When certain recipients are excluded from stats (e.g., during experiment analysis), compute_excluded_recipient_stats() queries raw attributions for just those recipients and subtracts their totals from the pre-computed aggregates. This ensures excluded recipients match what the raw reporting path would produce.

Rolling Stats from Aggregates

generate_rolling_stats_from_daily_aggregates() takes daily aggregate rows (one per (campaign, day, holdout)) and applies rolling windows over the time series. AOV is computed from daily totals (revenue / orders) rather than averaging per-row AOVs — avoiding mean-of-means errors.

Summary-Only Mode

The exclude_rolling_stats flag on generate_order_stats_from_aggregates() skips the daily breakdown and uses fetch_reporting_recipient_totals() directly. This optimizes summary-only endpoints that don't need the full time series.

Admin rebuild

Operators can rebuild a single org or one campaign's aggregates out-of-band (e.g. after an attribution rule change or to validate a fix) without shelling into a container.

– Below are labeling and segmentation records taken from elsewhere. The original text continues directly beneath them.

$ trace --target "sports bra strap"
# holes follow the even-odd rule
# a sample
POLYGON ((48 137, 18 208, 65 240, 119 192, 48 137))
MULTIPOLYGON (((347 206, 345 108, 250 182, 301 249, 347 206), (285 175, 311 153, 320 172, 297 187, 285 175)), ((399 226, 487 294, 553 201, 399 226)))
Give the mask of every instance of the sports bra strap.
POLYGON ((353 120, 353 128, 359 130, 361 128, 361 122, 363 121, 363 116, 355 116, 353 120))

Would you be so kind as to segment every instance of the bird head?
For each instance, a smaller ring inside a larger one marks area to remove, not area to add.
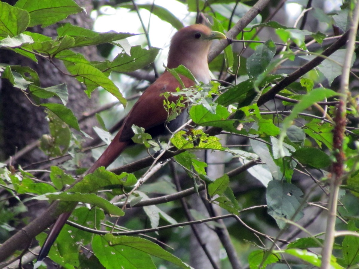
[[[211,41],[226,38],[222,33],[202,24],[182,28],[172,38],[167,67],[174,68],[182,65],[198,80],[207,82],[209,80],[207,56]]]

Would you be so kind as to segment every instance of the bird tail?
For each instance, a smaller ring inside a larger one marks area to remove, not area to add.
[[[39,267],[41,265],[42,260],[47,256],[48,252],[50,251],[50,249],[51,248],[51,246],[52,245],[59,234],[60,233],[62,227],[66,223],[66,221],[71,214],[71,211],[65,212],[59,216],[59,218],[56,220],[47,237],[46,237],[44,244],[42,245],[42,247],[41,247],[38,256],[37,256],[37,260],[34,266],[34,269],[36,269]]]
[[[115,137],[105,151],[98,159],[85,173],[85,175],[92,173],[100,166],[107,167],[112,164],[117,158],[129,143],[130,141],[125,141],[120,142],[118,136],[118,134]],[[39,255],[37,256],[37,260],[34,269],[37,268],[41,264],[41,261],[43,260],[48,254],[51,246],[53,244],[56,237],[60,233],[62,227],[66,223],[66,221],[71,215],[72,211],[62,213],[60,215],[59,218],[53,225],[50,232],[44,243],[42,247],[40,250]]]
[[[101,166],[107,167],[113,162],[116,158],[121,154],[130,143],[129,141],[120,142],[117,137],[115,137],[108,146],[100,157],[90,168],[86,171],[85,175],[91,174]]]

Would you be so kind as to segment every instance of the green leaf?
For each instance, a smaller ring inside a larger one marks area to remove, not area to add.
[[[17,177],[12,177],[11,182],[17,192],[19,194],[26,193],[41,195],[55,192],[56,190],[52,186],[46,183],[35,183],[31,178],[24,176],[21,180]]]
[[[306,139],[306,133],[301,128],[291,125],[287,129],[287,136],[292,142],[303,143]]]
[[[277,22],[275,22],[274,21],[267,22],[264,23],[257,23],[251,26],[252,27],[251,29],[253,29],[255,28],[262,27],[269,27],[271,28],[274,28],[276,29],[288,29],[289,28],[289,27],[288,27],[286,26],[285,26],[284,25],[281,24]]]
[[[307,250],[289,249],[286,249],[284,251],[274,250],[273,252],[275,253],[284,253],[292,255],[318,268],[320,267],[322,263],[322,257],[321,256],[318,256],[317,254]],[[331,268],[334,269],[342,269],[343,268],[337,263],[336,259],[332,255],[331,259],[330,265],[331,266]]]
[[[297,46],[303,49],[306,49],[305,42],[306,36],[311,35],[313,33],[306,30],[300,30],[294,28],[277,29],[275,32],[284,42],[287,42],[288,38],[290,38]]]
[[[352,20],[348,9],[346,9],[336,11],[336,14],[332,16],[335,22],[336,26],[345,32],[349,29]]]
[[[177,18],[173,14],[163,7],[157,5],[153,4],[138,4],[136,5],[139,8],[147,9],[151,14],[157,16],[163,21],[167,22],[177,30],[180,30],[183,27],[182,22]],[[119,5],[118,6],[132,9],[134,8],[133,5],[125,4]]]
[[[135,143],[141,144],[145,145],[148,148],[149,148],[151,145],[148,140],[152,139],[151,135],[145,132],[145,128],[133,125],[131,127],[134,135],[132,137],[132,141]]]
[[[134,243],[141,239],[129,238]],[[104,237],[99,235],[94,237],[91,245],[95,255],[106,269],[118,269],[120,265],[124,269],[156,269],[150,256],[132,246],[125,244],[112,246]]]
[[[181,268],[190,268],[189,266],[181,260],[166,251],[157,244],[139,237],[121,236],[114,236],[108,234],[103,236],[110,245],[114,247],[130,248],[133,251],[137,253],[142,252],[169,261]],[[144,268],[146,268],[145,266]],[[142,268],[141,267],[140,268]]]
[[[314,119],[306,124],[304,131],[322,147],[324,143],[330,150],[333,148],[333,126],[328,122],[322,122],[319,119]]]
[[[283,175],[280,169],[273,160],[268,146],[265,143],[254,139],[250,140],[253,151],[266,163],[274,178],[281,179]]]
[[[65,185],[70,185],[75,182],[75,179],[68,175],[57,166],[51,166],[50,179],[58,190],[61,190]]]
[[[213,27],[212,29],[214,30],[218,31],[221,33],[224,32],[224,28],[215,18],[213,18],[214,20]],[[234,60],[233,57],[233,51],[232,50],[232,46],[227,46],[224,48],[224,60],[225,61],[226,66],[227,68],[232,69],[233,67]]]
[[[233,190],[229,187],[226,188],[222,195],[213,200],[212,202],[232,214],[238,214],[238,211],[240,209]]]
[[[40,148],[50,157],[62,156],[70,146],[71,132],[68,126],[51,110],[47,114],[50,133],[41,137]]]
[[[305,87],[307,91],[309,92],[313,89],[313,86],[314,86],[314,82],[311,79],[302,77],[300,79],[300,85]]]
[[[324,168],[330,165],[332,162],[324,151],[314,147],[301,148],[293,155],[303,164],[307,164],[316,168]]]
[[[257,94],[253,87],[253,81],[247,79],[233,87],[220,95],[216,103],[224,107],[227,107],[234,103],[238,103],[241,107],[249,105]],[[246,100],[250,100],[245,102]]]
[[[131,47],[130,55],[120,53],[112,61],[108,69],[120,72],[134,71],[146,66],[154,61],[159,49],[151,48],[146,49],[141,46]]]
[[[94,193],[62,192],[46,195],[50,200],[60,200],[66,202],[76,202],[93,205],[103,209],[113,216],[123,216],[125,214],[121,209]]]
[[[71,48],[98,45],[136,35],[129,33],[98,33],[69,23],[62,24],[57,31],[59,37],[69,36],[74,38],[75,42]]]
[[[319,71],[327,78],[330,85],[331,85],[334,79],[342,74],[346,52],[346,50],[345,49],[338,49],[323,61],[318,66]],[[300,56],[300,58],[308,61],[311,61],[315,57],[314,55]],[[356,58],[356,55],[354,54],[351,59],[350,67],[353,66]]]
[[[259,265],[262,264],[263,266],[262,268],[265,268],[266,265],[271,263],[276,263],[280,260],[280,257],[273,253],[269,253],[266,255],[265,261],[263,261],[265,254],[267,254],[264,251],[261,250],[255,250],[251,253],[248,256],[248,263],[249,263],[249,267],[251,269],[259,269]],[[262,263],[263,262],[263,263]]]
[[[125,172],[116,175],[101,167],[93,173],[87,175],[83,179],[69,190],[70,192],[88,193],[97,192],[104,188],[118,188],[133,186],[137,181],[133,175]]]
[[[243,160],[244,164],[246,164],[248,161],[248,160],[246,159]],[[266,187],[268,185],[268,183],[273,180],[272,173],[266,164],[255,165],[249,168],[247,171]]]
[[[17,36],[25,30],[29,22],[27,11],[0,2],[0,36]]]
[[[180,131],[175,134],[171,141],[179,150],[186,148],[223,149],[220,139],[210,136],[202,130],[191,130],[190,132]]]
[[[4,70],[1,77],[7,79],[13,86],[18,89],[25,90],[32,82],[25,79],[20,74],[11,70],[11,66],[8,66]]]
[[[230,115],[227,108],[217,105],[215,113],[202,104],[194,105],[190,110],[191,118],[197,124],[204,126],[219,127],[230,132],[237,132],[234,120],[226,120]]]
[[[31,37],[24,34],[19,34],[17,36],[10,37],[8,36],[0,41],[0,47],[8,47],[15,48],[20,47],[23,44],[33,43],[33,40]]]
[[[302,191],[293,184],[279,180],[272,180],[268,183],[266,195],[268,214],[274,218],[280,228],[284,228],[286,224],[283,219],[293,218],[297,221],[303,216],[300,197],[303,195]]]
[[[297,118],[299,113],[317,102],[321,101],[325,98],[337,95],[337,93],[331,90],[325,88],[317,88],[304,95],[302,100],[295,104],[293,108],[292,113],[283,122],[281,132],[279,136],[279,143],[278,146],[281,156],[284,156],[282,146],[284,137],[286,135],[287,129],[292,125],[293,121]]]
[[[70,109],[61,104],[48,103],[41,105],[47,108],[71,127],[81,131],[77,119]]]
[[[171,71],[175,71],[177,74],[182,75],[184,76],[191,80],[193,80],[194,81],[197,81],[196,78],[195,77],[192,73],[191,73],[191,71],[184,65],[180,65],[176,68],[172,68],[172,69],[170,69],[169,70]],[[172,72],[171,72],[171,73],[172,73],[172,74],[173,74]],[[183,88],[185,87],[183,87]]]
[[[73,0],[19,0],[15,6],[29,12],[30,27],[41,24],[45,27],[83,10]]]
[[[39,86],[40,79],[39,76],[32,69],[28,66],[22,66],[21,65],[11,65],[10,66],[10,68],[13,71],[21,75],[24,79],[32,82],[35,85]]]
[[[358,232],[354,221],[348,222],[348,230]],[[359,238],[353,235],[346,235],[343,240],[343,255],[348,267],[359,263]]]
[[[138,192],[137,193],[143,200],[147,200],[149,199],[148,196],[141,192]],[[143,210],[149,219],[151,227],[152,228],[157,228],[158,227],[160,217],[161,216],[164,219],[171,224],[177,223],[175,220],[154,205],[144,207]]]
[[[101,221],[105,218],[102,210],[96,208],[89,209],[83,206],[75,209],[71,214],[70,220],[85,227],[98,230],[101,230]],[[93,234],[87,231],[76,229],[69,225],[67,233],[70,238],[66,239],[74,242],[81,242],[83,245],[89,244]]]
[[[87,87],[87,95],[98,87],[102,87],[105,90],[116,97],[125,107],[126,99],[120,91],[113,82],[103,73],[92,65],[84,63],[75,63],[66,65],[67,70],[73,75],[76,76],[76,79],[85,83]]]
[[[229,185],[229,178],[227,174],[224,174],[217,179],[213,183],[208,185],[208,194],[210,197],[217,194],[222,194]]]
[[[267,69],[276,51],[275,44],[271,40],[257,47],[255,52],[247,59],[247,69],[250,78],[257,77]]]
[[[311,247],[322,247],[324,242],[323,239],[315,237],[308,237],[299,238],[290,243],[287,246],[288,249],[305,249]],[[334,243],[334,248],[341,248],[340,245]]]
[[[69,93],[65,83],[44,88],[31,85],[29,89],[32,94],[39,98],[46,99],[56,95],[61,99],[64,105],[69,100]]]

  • Endpoint: POST /api/v1/admin/aggregations/order/rebuild — admin-only, body {organization_id, campaign_id?, full_refresh?}. full_refresh defaults to false (incremental); pass true to additionally sweep stale rows after the rebuild. Returns 202 {message, task_id, ...}. See routes/aggregation_trigger_routes.py.
  • Task: attribution_aggregates.rebuild_order_aggregates_for_organization(organization_id, campaign_id=None, full_refresh=False) on the slow queue, deduped by QueueOnce on (organization_id, campaign_id). Delegates to methods/aggregation_rebuild.backfill_order_aggregates and resets the Redis reporting cache on completion. The same method powers the scripts/backfill_order_aggregates.py CLI.
  • Mark-and-sweep on full_refresh=True: existing rows stay visible the whole run. The orchestrator captures db_now() before the chunk loop, every chunk's UPSERT refreshes last_updated = NOW(), and at the end delete_stale_org_aggregates(org_id, campaign_id, before=run_started_at) removes only rows the run did not touch. Readers never see an empty stats window.

Config-triggered rebuild

Saving a change to organizations.configuration.excluded_attributions from PUT /api/v1/organizations/<id> dispatches recalc_campaign_pipeline(org_id, campaign_id=None, full_refresh=True) (see app/celery/recalc_pipeline.py) rather than the order-only admin task. The pipeline runs order rebuild → recipient rebuild → (skipped at org scope) stats warm; the recipient rebuild is redundant for an attributions-only change but keeps one entry point for all recalc dispatches on the same admin, low-frequency operation. QueueOnce on (organization_id, campaign_id=None) dedupes rapid back-to-back saves on the same org.

Key files

  • Model: core/models/order_aggregates.py
  • Rebuild orchestration: methods/aggregation_rebuild.py
  • Scheduled + admin-trigger task: celery/attribution_aggregates.py
  • Config-triggered recalc pipeline: celery/recalc_pipeline.py
  • Admin route: routes/aggregation_trigger_routes.py
  • Backfill CLI: scripts/backfill_order_aggregates.py
  • Reporting: methods/reporting_aggregates.py
  • Routes: routes/reporting_routes.py